Yennayer, the Amazigh New Year
Held in the second week of January, Yennayer, the Amazigh New Year, kicks off the start of the crop year. Various events are hosted in towns such as Agadir and Tiznit to highlight this special period – the most significant being the traditional celebrations hosted by the Berber tribes in the middle Atlas, where they sing, dance and prepare couscous in the hope of having a healthy agricultural year.
Tafraoute’s Almond Blossom Festival
Usually held in the second week of February, Tafraoute’s Almond Blossom Festival celebrates the year’s harvest of almonds.
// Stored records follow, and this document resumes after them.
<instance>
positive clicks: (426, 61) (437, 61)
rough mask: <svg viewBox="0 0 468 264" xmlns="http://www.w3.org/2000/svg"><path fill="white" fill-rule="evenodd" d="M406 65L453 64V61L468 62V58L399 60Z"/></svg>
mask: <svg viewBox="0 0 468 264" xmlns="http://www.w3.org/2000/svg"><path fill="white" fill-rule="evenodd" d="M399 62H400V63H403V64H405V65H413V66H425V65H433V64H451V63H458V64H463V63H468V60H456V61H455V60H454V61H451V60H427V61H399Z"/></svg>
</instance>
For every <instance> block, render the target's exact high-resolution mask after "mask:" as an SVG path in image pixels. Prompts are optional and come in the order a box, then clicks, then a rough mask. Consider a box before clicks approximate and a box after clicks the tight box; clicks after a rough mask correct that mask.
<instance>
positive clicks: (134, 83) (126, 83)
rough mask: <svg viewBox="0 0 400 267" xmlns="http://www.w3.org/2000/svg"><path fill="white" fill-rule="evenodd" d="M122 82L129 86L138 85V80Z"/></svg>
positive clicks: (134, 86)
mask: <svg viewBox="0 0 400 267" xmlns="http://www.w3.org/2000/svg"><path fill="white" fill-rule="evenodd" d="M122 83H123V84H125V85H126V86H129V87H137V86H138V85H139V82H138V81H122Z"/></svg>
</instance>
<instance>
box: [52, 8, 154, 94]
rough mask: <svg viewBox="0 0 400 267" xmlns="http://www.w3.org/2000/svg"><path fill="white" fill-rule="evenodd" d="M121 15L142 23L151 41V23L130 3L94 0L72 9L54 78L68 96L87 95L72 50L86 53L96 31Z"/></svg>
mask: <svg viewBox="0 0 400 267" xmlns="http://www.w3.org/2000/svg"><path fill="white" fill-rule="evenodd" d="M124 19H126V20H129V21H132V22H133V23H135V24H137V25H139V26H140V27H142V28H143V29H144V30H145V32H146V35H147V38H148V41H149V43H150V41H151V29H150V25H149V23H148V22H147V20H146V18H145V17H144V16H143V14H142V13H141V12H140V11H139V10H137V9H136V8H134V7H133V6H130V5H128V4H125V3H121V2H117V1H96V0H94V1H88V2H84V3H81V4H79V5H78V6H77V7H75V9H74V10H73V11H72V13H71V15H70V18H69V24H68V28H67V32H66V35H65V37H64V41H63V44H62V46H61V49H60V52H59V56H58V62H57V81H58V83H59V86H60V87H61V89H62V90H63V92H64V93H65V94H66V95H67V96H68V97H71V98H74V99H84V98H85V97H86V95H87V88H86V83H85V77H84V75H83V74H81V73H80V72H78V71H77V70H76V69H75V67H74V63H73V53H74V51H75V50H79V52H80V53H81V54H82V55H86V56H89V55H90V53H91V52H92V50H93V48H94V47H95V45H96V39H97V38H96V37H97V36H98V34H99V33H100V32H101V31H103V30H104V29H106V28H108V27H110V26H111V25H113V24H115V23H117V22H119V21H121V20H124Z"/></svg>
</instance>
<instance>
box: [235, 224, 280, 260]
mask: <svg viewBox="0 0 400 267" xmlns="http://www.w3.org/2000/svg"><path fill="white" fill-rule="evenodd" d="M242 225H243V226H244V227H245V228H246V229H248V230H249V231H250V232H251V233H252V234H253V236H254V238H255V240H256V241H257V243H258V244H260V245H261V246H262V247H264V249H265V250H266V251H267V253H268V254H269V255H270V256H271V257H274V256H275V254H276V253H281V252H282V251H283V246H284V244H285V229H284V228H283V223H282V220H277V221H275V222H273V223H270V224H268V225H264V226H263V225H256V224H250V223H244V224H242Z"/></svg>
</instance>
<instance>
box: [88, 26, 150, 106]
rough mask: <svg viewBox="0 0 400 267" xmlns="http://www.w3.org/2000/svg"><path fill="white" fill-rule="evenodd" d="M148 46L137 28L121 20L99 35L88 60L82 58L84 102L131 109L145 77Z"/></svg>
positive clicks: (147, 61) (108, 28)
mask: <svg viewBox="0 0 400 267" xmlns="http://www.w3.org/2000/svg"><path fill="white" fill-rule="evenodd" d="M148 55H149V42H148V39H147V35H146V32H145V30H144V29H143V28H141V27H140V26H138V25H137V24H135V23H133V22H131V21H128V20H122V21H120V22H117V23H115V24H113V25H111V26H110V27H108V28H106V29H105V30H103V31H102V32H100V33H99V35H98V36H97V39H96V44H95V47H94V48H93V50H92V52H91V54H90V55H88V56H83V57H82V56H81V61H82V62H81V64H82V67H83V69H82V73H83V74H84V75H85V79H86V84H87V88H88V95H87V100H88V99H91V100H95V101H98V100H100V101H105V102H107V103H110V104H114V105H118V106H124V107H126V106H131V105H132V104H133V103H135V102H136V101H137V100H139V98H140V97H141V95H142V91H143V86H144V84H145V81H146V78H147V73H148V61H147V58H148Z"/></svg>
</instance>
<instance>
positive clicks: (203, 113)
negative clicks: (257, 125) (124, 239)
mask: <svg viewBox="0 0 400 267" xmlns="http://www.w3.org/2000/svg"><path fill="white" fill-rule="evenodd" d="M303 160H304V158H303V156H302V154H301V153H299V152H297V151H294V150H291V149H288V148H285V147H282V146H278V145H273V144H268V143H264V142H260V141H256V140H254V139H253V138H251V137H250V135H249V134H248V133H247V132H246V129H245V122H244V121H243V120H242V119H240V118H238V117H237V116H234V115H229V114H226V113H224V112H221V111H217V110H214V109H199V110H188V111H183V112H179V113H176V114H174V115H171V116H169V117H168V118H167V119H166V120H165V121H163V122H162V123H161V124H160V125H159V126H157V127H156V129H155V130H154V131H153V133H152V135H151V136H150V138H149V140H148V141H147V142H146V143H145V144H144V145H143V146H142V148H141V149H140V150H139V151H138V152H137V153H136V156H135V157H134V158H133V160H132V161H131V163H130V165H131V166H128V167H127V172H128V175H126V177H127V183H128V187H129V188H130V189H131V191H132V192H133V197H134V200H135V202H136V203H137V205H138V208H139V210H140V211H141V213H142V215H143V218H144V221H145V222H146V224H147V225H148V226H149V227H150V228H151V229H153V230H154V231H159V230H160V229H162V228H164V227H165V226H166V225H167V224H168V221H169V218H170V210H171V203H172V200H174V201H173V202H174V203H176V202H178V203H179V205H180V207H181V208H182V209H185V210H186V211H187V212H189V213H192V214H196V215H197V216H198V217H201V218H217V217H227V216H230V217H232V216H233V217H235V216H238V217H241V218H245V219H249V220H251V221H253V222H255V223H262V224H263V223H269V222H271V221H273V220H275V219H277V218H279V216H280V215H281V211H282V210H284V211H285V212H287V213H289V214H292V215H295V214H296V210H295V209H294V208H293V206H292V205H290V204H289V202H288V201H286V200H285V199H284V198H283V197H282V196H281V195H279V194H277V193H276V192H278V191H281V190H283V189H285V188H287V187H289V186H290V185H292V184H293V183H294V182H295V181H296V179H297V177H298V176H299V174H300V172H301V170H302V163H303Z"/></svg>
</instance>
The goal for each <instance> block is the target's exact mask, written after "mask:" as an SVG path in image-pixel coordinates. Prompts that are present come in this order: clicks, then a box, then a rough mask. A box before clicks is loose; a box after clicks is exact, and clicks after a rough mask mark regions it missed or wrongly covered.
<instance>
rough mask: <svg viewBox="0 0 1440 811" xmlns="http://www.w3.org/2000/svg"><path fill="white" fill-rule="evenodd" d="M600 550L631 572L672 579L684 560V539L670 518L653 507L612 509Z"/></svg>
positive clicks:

As Morocco’s almond-producing capital, a gathering is held to sell almond products and there are lots of local celebrations thrown into the mix as well. Expect to see and hear traditional Berber music, dance and theater.
International Nomads Festival
This is a free to see open air event which showcases nomadic culture by inviting local, national and international artists to showcase their poetry, music, dance, storytelling and so much more.
The main part of the event takes place at a Nomadic Camp set up around 20 kilometres from M’Hamid. If you do decide to go to the event, pay careful attention to your transport needs as the roads are not in good condition.
Merzouga World Music Festival
The Merzouga World Music Festival is usually held around mid-April, amongst the towering Erg Chebbi sand dunes. The festival is a place of cultural exchange, with artists and performers from all over the globe ready to show off their skills.
Festival of Roses
One of Morocco’s most eye-catching events, the Festival of Roses, held in the town of Ouarzazate (or the Valley of Roses as it’s known) celebrates the season’s rose harvest.
Ouarzazate produces the bulk of Morocco’s Rose Water, which is a common ingredient in many Middle Eastern Dishes. Expect to see lots of food stalls, Berber dancers and musicians.
Gnaoua World Music Festival
If you’d like to get familiar with Morocco’s diverse cultural history, then a visit to the Gnaoua World Music Festival is a must. Held annually in the seaside town of Essaouira, it celebrates the Gnaoua people and their ancestral contribution to the world. It’s estimated that over 500,000 people attend the event each year.
Timitar Music Festival
Known as one of Africa’s top music festivals, the Timitar Music Festival features over 40 artists from all over the globe to promote the Amazigh culture. Usually held in the coastal towns of Morocco, be sure to stay hydrated as it’s held in Morocco’s sweltering summer.
Tafraoute Summer Music Festival
Held in the almond capital of Trafraoute, this free three-day event features local bands, musicians and artists from all corners of Morocco. It aims to show case the best of Moroccan culture.
Morrocan’s sure love their music festivals and the Tanjazz Festival held in early September gives a stage to amateur musicians and household names in Tangier.
Held in Erfoud, the Dates Festival celebrates the season’s date harvest by hosting religious ceremonies, traditional processions, camel racing and you guessed it, music and dance.
On 18 November 1944, Morocco’s King announced its independence from French and Spanish colonial powers. The day is celebrated countrywide with spectacular parades and street vendors selling traditional foods.
Tan Tan Moussem
To get one more view into Morocco’s rich cultural history, the Tan Tan Moussem brings together over 30 tribes from southwestern Morocco and north-west Africa to share stories, dance and challenge each other in camel races.